Keywords: Encephalotrigeminal angiomatosis, facial nevus, hemiparesis, neurocutaneous, Sturge-Weber syndrome

How to cite this article:
Ahmed K, Yaseen A, Hassan I, Shah PA. Sturge-Weber syndrome with bilateral nevus flammeus. Indian J Paediatr Dermatol 2013;14:79-82

How to cite this URL:
Ahmed K, Yaseen A, Hassan I, Shah PA. Sturge-Weber syndrome with bilateral nevus flammeus. Indian J Paediatr Dermatol [serial online] 2013 [cited 2020 Oct 20];14:79-82. Available from: https://www.ijpd.in/text.asp?2013/14/3/79/122171

  Introduction Top

Sturge-Weber syndrome (SWS) is a rare nonhereditary developmental condition, first described by Schirmer in 1860. More specific description was given by Sturge in 1879. [1] It occurs with a frequency of 1:50,000. [2] It is characterized by angiomatosis of face (nevus flammeus or port wine stain) with a variable distribution sometimes matching the dermatomes of one or more divisions of the trigeminal nerve. The port wine stain is a congenital malformation of the dermis that involves venules, capillaries, and possibly perivenular nerves. It occurs in an estimated 3/1000 births. [3] Most lesions appear on the face.

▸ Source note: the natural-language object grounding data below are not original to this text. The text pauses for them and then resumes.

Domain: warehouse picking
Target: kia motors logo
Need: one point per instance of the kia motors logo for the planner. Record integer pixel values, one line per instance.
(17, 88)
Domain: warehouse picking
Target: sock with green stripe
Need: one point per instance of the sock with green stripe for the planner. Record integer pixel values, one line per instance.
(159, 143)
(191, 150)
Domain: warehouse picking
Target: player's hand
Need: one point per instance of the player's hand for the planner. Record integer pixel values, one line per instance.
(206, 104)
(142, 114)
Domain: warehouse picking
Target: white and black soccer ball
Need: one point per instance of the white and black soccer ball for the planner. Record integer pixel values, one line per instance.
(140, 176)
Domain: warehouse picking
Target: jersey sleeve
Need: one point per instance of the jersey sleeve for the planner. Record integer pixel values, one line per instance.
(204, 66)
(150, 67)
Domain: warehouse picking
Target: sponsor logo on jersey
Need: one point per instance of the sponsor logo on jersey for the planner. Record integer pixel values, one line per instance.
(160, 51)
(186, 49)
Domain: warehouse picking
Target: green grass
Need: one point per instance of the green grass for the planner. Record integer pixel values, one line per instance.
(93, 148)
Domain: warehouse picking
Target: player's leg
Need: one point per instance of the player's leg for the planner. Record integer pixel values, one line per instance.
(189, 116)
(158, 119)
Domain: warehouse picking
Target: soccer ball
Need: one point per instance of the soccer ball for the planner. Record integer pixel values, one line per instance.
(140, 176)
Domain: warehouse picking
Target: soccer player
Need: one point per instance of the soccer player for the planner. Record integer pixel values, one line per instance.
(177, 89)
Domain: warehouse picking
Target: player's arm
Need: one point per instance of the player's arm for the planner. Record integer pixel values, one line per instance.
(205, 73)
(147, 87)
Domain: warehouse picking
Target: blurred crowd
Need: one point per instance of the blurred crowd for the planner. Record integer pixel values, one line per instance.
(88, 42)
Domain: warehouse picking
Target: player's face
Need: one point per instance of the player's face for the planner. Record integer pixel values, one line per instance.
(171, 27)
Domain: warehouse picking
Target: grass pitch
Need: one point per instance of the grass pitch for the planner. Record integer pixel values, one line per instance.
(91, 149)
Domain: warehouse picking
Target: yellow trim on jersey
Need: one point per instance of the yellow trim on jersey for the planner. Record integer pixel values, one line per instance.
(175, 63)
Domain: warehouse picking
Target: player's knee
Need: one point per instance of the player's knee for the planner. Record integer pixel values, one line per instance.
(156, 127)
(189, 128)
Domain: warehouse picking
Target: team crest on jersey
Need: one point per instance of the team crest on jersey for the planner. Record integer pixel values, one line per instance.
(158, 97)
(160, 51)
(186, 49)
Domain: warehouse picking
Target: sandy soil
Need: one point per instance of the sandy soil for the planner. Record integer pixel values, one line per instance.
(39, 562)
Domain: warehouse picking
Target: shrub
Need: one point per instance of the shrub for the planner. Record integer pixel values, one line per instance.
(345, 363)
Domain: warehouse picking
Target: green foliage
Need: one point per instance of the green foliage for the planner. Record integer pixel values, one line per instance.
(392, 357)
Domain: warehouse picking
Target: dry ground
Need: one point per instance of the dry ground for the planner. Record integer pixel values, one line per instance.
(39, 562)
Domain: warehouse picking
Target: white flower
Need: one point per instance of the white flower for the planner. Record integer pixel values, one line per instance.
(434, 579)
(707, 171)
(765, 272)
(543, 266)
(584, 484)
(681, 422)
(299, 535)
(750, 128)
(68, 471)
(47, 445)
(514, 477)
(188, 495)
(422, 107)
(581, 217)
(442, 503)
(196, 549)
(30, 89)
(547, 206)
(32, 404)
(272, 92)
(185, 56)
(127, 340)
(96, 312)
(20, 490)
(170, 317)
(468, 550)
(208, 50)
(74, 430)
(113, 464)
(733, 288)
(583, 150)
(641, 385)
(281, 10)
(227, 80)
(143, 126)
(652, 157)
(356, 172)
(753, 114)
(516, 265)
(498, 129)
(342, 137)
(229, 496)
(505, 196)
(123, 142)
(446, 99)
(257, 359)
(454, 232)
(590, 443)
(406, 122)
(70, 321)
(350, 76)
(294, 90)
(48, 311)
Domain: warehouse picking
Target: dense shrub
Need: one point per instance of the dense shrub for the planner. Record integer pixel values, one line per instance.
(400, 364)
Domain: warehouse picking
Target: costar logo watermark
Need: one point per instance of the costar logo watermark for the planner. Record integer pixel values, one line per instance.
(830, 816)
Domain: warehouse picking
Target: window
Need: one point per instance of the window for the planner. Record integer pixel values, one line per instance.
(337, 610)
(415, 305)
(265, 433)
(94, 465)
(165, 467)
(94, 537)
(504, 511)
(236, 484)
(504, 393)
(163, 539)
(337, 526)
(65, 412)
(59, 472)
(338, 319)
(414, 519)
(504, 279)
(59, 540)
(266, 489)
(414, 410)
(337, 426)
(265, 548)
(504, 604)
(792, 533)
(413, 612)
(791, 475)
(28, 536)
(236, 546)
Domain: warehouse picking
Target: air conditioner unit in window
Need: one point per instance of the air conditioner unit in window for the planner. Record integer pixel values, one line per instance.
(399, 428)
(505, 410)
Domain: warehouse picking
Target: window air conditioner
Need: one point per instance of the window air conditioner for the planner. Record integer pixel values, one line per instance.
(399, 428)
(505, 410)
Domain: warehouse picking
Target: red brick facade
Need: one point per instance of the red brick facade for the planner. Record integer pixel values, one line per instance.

It is usually unilateral but may be bilateral or totally absent or may extend to neck, limbs and other parts of the body. Approximately 5% of patients have associated ocular involvement, mental retardation, and seizures due to the involvement of the vasculature of eye and the central nervous system. Oral changes occur in 40% cases of this syndrome and may include massive growth of the gingiva and asymmetric jaw growth. Intracranial convolutional calcification is discernible on skull radiograph. A constellation of findings is called SWS. [4] This study illustrates a case of SWS in a 6-month-old boy, who presented with seizures, bilateral facial port wine stain along with magnetic resonance imaging (MRI) features of the syndrome.

  Case Report Top

A 6-month-old male child, first product of a non-consanguineous marriage was brought to the outpatient Department of Pediatrics GB Pant Hospital (associated teaching hospital of Government Medical College, Srinagar) who presented with multiple episodes of right sided tonic clonic seizures with facial twitching that lasted 5-7 min with a frequency of 2-3 times/day, followed by a period of unconsciousness of about 5 min, since 1 week. Episodes of seizures were not associated with urinary or fecal incontinence. The only treatment he received was cold wet sponging of the forehead. Mother also gave a history of reddish discoloration on both sides of his face since birth, and gradual enlargement was noticed. He was born at full term by normal vaginal delivery, with uneventful antenatal, intranatal and postnatal periods. The child was developmentally normal.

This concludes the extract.